LONDON.- Bonhams next sale of Indian and Islamic Art on January 19th 2011 in New Bond Street, features a 19th century recipe manuscript that offers a fascinating insight into the preparation of various dishes in Qajar Persia, more than a century ago.

Commissioned by Muhammad Quli Khan-e Qajar Quyunlu, Majd al-Sultaneh (d. 1905), this Persian manuscript is a slim volume of 37 folios, written in a wonderfully elegant nasta'liq script in black ink, with the names of recipes written in larger script. It is estimated to sell at a very modest £400-600.

Alice Bailey, Head of the Indian and Islamic Department at Bonhams, comments: “For anyone who is interested in the food of other cultures, this collection of Persian recipes compiled in the 19th century from Iranian as well as European sources, offers a wonderful window into a culture famed for its culinary sophistication. Every aspect of Persian arts and crafts is imbued with complex subtleties, and the art of food preparation was no stranger to this cultural discipline. Much has been lost of the rich written culture of Persian cookery which makes this manuscript rather special.”

Majd al-Sultaneh, who describes himself as the Commander of Ten Thousand, was most probably the grandson of Fath ‘Ali Shah Qajar (reg. 1797-1834). The book was written during the finals years of the Qajar Dynasty, an Iranian royal family of Turkmen origin who ruled Iran from 1794 to 1925.

One of the more unusual dishes is a recipe for barbequed skewered peacock, traditionally served on a silver platter complete with head, neck and plumes. The entire bird was first stripped of its skin and feathers very carefully leaving the neck intact. The insides were then taken out, cleaned and bits of fat rubbed with salt and pepper placed inside. The bird was then wrapped in greaseproof paper, placed on a large skewer and cooked, preferably over an open flame.

Another version of this recipe involved stuffing the bird with vegetables and spices and then frying it. Once the peacock was cooked it was elegantly placed on the platter, covered with its skin and feathers and the neck and head propped up, as if it were to take flight. The redressing of the peacock was a laborious process and the dish was eaten cold, not by choice, but because the preparation took so long.
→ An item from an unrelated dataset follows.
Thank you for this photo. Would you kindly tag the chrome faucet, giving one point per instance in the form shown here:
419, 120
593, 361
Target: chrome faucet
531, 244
This recipe book belongs to a tradition of writing down Iran’s well-known culinary excellence which unfortunately has largely been lost. Two of the earliest classical cookbooks in Iran that have survived are from the Safavid period (1502-1736). The Kār-nāmeh dar bāb-e tabbākhī va sanat-e ān ("Manual on cooking and its craft") written in 1521AD by Ḥaji Mohammad-Alī Bāvaṛčī Baḡdādī was written for an aristocratic patron at the end of the reign of Shah Ismail.

The recipes include measurements for ingredients, often detailed directions for the preparation of dishes, including the types of utensils and pots to be used and instructions for decorating and serving them. The ingredients and their combinations in various recipes are very similar to those in use today. The large quantities specified, as well as the generous use of such luxury ingredients as saffron, suggest that these dishes were prepared for large aristocratic households, even though in his introduction, the author claimed to have written it "for the benefit of the nobility, as well as the public".
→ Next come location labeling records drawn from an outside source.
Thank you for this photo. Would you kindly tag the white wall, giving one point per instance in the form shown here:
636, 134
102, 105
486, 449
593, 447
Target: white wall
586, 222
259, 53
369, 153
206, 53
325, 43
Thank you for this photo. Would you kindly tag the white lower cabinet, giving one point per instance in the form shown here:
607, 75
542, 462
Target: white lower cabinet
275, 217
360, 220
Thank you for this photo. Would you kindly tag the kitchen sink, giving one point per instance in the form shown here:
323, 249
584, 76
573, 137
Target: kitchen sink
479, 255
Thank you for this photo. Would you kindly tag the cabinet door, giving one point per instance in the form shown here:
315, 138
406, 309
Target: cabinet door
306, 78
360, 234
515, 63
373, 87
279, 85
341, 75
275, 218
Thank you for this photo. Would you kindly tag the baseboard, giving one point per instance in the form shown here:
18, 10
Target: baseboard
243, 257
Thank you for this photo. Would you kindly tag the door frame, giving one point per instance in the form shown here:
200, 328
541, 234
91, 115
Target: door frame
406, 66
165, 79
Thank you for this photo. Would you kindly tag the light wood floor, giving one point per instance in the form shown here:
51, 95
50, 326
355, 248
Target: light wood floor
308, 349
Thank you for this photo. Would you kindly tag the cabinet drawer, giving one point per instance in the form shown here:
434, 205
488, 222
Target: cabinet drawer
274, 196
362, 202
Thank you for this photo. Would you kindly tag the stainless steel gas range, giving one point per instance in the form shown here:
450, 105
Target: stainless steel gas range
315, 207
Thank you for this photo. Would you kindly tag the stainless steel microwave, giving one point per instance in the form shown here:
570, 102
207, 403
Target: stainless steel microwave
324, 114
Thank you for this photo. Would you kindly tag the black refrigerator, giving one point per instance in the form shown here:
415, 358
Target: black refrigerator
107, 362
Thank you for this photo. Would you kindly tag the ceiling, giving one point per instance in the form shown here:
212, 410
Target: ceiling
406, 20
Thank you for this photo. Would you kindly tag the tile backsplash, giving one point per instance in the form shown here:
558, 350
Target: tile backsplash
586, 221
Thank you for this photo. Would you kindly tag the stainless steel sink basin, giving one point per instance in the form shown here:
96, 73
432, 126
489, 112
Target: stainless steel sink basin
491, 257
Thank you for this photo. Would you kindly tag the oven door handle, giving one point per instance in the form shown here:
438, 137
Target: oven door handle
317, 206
The untitled recipe book up for auction on the 19th of January also contains recipes which have been translated from European cookbooks and possibly picked up during the writer’s visits to Europe. There is particular attention paid to soups, of Portuguese, French and Italian origin, one with the enigmatic title “Queen’s Potage Soup”, likely a reference to Queen Victoria. Although it begins with soups, fried bread and sauces, the recipes do not follow a traditional “starter, main, pudding” format and are mixed. A recipe for English Christmas pudding, for example, comes before a vegetable dish.
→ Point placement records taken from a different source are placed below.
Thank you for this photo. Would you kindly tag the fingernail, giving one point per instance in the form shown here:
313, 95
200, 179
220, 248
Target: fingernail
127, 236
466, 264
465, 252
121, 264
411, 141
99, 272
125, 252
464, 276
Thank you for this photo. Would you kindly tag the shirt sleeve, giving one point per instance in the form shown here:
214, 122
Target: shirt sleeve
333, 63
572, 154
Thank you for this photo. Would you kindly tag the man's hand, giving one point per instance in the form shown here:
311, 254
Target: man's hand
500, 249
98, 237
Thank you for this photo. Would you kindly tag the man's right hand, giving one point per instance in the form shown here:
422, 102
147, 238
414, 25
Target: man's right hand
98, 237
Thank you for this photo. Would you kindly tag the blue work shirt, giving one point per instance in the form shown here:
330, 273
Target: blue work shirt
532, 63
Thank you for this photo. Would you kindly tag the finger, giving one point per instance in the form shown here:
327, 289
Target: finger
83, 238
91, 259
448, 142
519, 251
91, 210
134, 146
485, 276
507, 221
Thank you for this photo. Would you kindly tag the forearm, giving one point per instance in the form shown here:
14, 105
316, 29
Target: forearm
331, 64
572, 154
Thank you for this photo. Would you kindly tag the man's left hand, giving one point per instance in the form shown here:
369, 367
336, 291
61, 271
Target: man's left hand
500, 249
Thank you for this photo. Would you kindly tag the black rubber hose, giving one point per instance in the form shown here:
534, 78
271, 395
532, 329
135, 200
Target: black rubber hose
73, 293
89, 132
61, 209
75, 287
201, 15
Some of the recipes incorporate European terms for ingredients that even by the end of the 19th century were still unknown in Iran. Tomatoes for example were simply called tomat or foreign aubergines. The compiler of the manuscript was keen to avoid including any ingredients which might offend the Persian largely Shi’a readership and wherever lard or wine is recommended, the unnamed translator has suggested alternatives.